The film – which toes that line between thriller and horror – is currently his equal-second best reviewed film, sitting at 74% fresh on Rotten Tomatoes (the same score as Signs, yet behind The Sixth Sense’s 84% and slightly ahead of Unbreakable’s 68%). Yet it hasn’t pleased everyone, with the movie’s plot causing a major outcry from mental health advocacy groups who have taken issue with the character of Kevin, played by James McAvoy, who suffers from DID (dissociative identity disorder). While McAvoy’s performance has been praised, the idea of Kevin – who is just one of 23 personalities living within the same body – has even caused some to start a petition to boycott the film. You see, not all of Kevin’s personalities are nice – a few of them have a hand in abducting three teenage girls and holding them hostage in his basement. And that’s just the beginning.

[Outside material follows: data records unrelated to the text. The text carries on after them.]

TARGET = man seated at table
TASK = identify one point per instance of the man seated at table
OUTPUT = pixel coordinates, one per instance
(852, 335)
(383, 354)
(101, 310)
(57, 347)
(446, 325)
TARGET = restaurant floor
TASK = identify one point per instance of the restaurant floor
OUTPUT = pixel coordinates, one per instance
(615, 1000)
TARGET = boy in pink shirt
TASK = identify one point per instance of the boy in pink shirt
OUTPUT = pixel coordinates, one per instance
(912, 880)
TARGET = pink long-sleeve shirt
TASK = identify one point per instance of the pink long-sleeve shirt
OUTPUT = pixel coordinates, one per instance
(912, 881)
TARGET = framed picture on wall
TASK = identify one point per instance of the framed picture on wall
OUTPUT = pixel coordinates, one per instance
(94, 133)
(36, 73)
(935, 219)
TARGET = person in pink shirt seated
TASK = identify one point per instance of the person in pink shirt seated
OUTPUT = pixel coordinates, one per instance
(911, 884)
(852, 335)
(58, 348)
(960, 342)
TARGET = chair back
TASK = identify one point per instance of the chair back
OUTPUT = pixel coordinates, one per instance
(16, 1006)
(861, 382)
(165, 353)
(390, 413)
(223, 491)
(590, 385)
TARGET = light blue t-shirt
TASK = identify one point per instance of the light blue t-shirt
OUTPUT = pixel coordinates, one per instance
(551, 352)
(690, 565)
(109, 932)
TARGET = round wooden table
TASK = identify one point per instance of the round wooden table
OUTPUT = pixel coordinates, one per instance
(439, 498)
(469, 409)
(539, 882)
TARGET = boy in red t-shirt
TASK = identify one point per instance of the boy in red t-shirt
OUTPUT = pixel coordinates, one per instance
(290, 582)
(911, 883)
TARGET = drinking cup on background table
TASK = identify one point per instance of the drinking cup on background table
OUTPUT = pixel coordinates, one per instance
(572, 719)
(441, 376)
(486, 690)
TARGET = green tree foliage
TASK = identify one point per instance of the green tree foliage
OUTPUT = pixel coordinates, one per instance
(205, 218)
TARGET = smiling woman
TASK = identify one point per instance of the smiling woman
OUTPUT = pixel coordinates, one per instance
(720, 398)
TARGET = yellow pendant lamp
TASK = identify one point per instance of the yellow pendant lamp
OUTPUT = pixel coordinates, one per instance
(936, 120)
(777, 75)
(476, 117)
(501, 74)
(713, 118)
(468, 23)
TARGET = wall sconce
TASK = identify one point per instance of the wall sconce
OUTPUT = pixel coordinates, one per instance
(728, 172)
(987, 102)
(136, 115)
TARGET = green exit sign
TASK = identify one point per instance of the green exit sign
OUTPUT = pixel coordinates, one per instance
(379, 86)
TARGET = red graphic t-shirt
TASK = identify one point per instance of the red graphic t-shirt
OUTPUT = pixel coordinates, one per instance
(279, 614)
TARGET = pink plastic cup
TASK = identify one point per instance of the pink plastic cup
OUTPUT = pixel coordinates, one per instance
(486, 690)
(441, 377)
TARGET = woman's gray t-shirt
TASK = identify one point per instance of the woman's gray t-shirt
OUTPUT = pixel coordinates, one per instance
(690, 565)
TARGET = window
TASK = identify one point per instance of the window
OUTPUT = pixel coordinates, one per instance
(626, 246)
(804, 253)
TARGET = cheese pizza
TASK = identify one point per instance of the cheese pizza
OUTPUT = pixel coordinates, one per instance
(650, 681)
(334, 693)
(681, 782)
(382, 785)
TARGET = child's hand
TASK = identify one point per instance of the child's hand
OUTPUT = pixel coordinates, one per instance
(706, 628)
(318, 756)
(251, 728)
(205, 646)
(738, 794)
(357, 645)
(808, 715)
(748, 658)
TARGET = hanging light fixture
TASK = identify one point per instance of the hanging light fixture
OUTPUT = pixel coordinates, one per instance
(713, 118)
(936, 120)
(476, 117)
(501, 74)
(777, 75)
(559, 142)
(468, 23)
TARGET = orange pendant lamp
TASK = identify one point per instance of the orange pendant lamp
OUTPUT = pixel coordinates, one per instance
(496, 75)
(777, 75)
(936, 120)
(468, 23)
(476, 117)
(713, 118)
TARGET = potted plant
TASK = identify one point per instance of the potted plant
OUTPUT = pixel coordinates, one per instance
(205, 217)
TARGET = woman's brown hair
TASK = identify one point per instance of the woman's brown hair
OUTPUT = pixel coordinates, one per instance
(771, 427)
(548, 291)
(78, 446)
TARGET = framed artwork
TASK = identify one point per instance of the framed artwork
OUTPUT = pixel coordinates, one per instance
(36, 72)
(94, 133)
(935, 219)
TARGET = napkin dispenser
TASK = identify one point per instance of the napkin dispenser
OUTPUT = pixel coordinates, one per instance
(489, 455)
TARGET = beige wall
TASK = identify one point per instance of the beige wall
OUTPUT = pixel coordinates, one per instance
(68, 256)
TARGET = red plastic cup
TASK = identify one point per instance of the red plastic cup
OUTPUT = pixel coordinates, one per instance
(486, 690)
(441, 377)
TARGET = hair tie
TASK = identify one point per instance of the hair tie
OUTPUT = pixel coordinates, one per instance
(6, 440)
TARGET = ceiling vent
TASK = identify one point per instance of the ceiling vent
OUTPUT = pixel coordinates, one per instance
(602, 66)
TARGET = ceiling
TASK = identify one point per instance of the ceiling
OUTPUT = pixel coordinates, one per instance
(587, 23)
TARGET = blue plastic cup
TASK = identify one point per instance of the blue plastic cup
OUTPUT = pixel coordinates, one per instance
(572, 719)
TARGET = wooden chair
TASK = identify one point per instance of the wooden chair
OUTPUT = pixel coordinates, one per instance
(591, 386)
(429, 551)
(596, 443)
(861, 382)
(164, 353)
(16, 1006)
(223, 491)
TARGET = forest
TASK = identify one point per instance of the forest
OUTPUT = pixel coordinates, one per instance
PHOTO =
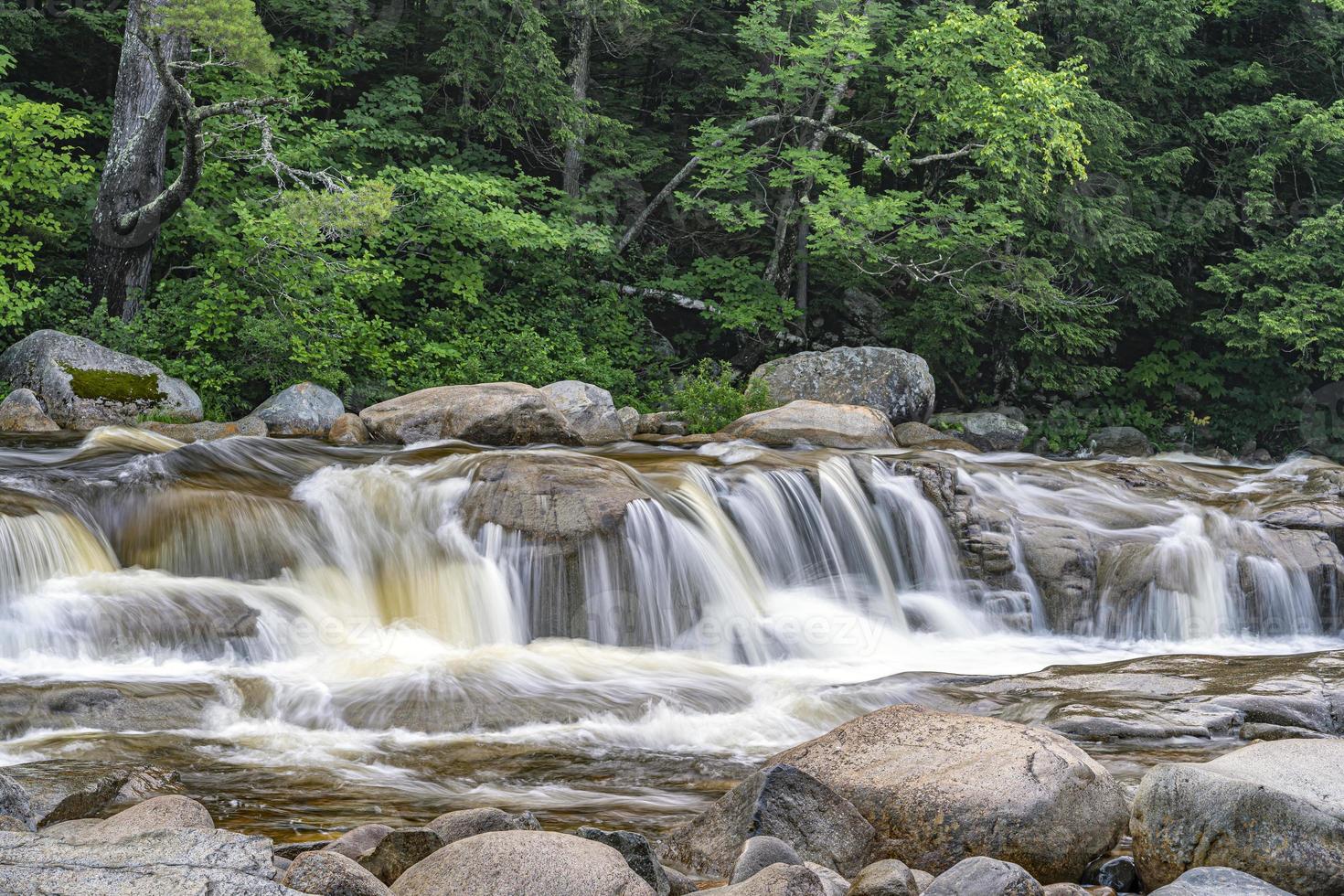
(1097, 211)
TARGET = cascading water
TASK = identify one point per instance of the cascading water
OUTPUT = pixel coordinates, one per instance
(586, 633)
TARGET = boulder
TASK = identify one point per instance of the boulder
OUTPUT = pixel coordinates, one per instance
(1272, 809)
(348, 429)
(886, 878)
(144, 863)
(83, 384)
(892, 382)
(1218, 881)
(589, 411)
(326, 873)
(778, 801)
(760, 853)
(1123, 441)
(803, 422)
(941, 786)
(208, 430)
(15, 802)
(20, 411)
(486, 414)
(987, 430)
(984, 876)
(466, 822)
(637, 853)
(398, 850)
(523, 863)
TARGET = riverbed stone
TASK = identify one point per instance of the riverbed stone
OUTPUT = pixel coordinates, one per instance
(805, 422)
(22, 411)
(1275, 810)
(83, 384)
(987, 430)
(778, 801)
(1218, 881)
(453, 827)
(892, 382)
(302, 410)
(523, 863)
(589, 411)
(984, 876)
(637, 853)
(941, 786)
(500, 414)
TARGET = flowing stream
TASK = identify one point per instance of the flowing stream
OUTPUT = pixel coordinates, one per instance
(320, 637)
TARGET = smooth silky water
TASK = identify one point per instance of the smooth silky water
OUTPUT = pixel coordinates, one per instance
(320, 637)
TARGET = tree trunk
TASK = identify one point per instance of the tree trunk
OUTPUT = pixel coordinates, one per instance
(582, 50)
(122, 251)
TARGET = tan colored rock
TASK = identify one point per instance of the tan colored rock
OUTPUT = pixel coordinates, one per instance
(844, 426)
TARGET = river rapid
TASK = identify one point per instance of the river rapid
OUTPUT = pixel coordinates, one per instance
(320, 637)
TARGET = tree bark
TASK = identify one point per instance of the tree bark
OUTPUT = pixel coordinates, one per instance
(122, 255)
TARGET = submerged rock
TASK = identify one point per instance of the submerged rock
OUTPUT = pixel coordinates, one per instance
(489, 414)
(804, 422)
(83, 384)
(943, 786)
(22, 411)
(523, 863)
(1275, 810)
(783, 802)
(304, 409)
(892, 382)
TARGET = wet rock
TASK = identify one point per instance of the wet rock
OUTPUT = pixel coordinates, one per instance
(304, 409)
(523, 863)
(589, 411)
(1275, 810)
(347, 430)
(83, 384)
(398, 850)
(468, 822)
(68, 789)
(783, 802)
(328, 873)
(1218, 881)
(803, 422)
(637, 853)
(488, 414)
(987, 430)
(758, 853)
(15, 802)
(943, 786)
(1123, 441)
(208, 430)
(357, 841)
(22, 411)
(984, 876)
(139, 863)
(886, 878)
(895, 383)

Split is by no means the first horror film to portray someone with DID as a tormented killer – Psycho is the most famous – it’s just the latest. Outside of the genre, characters with DID have featured in everything from Fight Club to Me, Myself And Irene, yet nothing has been quite as divisive as Split. Already the petition to boycott the film for its “backwards representations of gender identity and mental illness” on Care2 has over 22,000 of the 25,000 signatures needed.
Australian mental health group, SANE, has publicly condemned the film after receiving dozens of complaints, with SANE’s Jack Heath telling the ABC that “films like this are going to reinforce a false stereotypical notion that people living with complex mental illnesses are inherently dangerous and violent.” It’s understandable, yet there are other damaging representations in the film that need to be examined also.

Of a small cast, Split has four main female characters – the three abducted teenage girls previously mentioned and a psychiatrist played by Betty Buckley. Already the premise of teenage girls being abducted by a man with mysterious motives is falling into horror movie cliché territory given that we’ve seen masked mad men slice and dice teenage girls in slashers for the past forty odd years. Yawn. It’s boring, it’s played out, and one surviving Final Girl isn’t enough to flip the ingrained sexism built into the subgenre on its head.